2. Share your writing publicly. Writing is a magnet. It attracts like-minded people.

3. Write about what fascinates you. You don’t need to be an expert. Curiosity leads to expertise.”

Morgan Housel

“Good writers don’t walk around all day with 100,000 words of eloquent wisdom in their heads. No one can do that. They take some vague feeling they’ve been thinking about, dig into a bunch, write down what they’ve discovered, realize half of it doesn’t make sense, delete most of it, write some more, realize the new stuff contradicts itself, panic when they realize they don’t understand the topic as well as they thought they did, talk to other smart people about why that is, learn something new that reminds them of this other thing that might tie into the second paragraph, discover that this thing they believed before they started writing isn’t actually true, realize that if that thing isn’t true then this other thing is probably really important, and so on endlessly. Grinding through this process reveals bits of context that are hopefully new discoveries to the reader. More importantly, they were likely new discoveries to the writer before they set out writing.”
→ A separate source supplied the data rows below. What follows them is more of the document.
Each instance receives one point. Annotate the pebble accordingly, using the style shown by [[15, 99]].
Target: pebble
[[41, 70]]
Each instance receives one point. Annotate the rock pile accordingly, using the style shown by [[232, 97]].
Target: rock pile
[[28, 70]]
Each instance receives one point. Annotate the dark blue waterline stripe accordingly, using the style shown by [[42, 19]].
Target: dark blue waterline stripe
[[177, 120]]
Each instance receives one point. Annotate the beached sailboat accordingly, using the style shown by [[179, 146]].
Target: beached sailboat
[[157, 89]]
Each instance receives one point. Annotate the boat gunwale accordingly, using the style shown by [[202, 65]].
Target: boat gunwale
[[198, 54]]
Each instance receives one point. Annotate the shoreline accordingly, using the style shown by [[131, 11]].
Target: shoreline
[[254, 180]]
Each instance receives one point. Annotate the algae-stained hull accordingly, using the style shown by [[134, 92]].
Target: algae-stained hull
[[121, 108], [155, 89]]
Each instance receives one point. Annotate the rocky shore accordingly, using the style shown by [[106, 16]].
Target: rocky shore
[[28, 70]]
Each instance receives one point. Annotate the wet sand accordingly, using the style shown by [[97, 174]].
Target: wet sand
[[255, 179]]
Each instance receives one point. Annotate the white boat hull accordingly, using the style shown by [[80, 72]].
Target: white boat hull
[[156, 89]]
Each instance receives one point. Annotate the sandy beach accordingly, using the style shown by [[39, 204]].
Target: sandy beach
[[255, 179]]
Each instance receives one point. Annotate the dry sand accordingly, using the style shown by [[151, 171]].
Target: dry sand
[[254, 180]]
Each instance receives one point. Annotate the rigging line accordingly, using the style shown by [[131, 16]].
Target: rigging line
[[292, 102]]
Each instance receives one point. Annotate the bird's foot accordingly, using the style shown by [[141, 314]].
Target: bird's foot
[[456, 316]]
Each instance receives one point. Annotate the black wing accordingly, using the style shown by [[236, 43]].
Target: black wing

“Many of the good writers you enjoy probably aren’t much smarter than you. They’ve just forced themselves through the process of transferring vague feelings into words and the clarity that generates. The takeaway for voracious readers is that you can discover new perspectives and new context by writing yourself.”

David Perell

“It’s the best way to learn faster, build your resume, and find peers and collaborators who can create job and business opportunities for you.”

“Content builds on itself. It multiplies and compounds.”

“Good news: You already have the tools to write online. You know how to read and write. And you have access to the Internet, which means you can create and distribute your work to the whole world at a low cost.”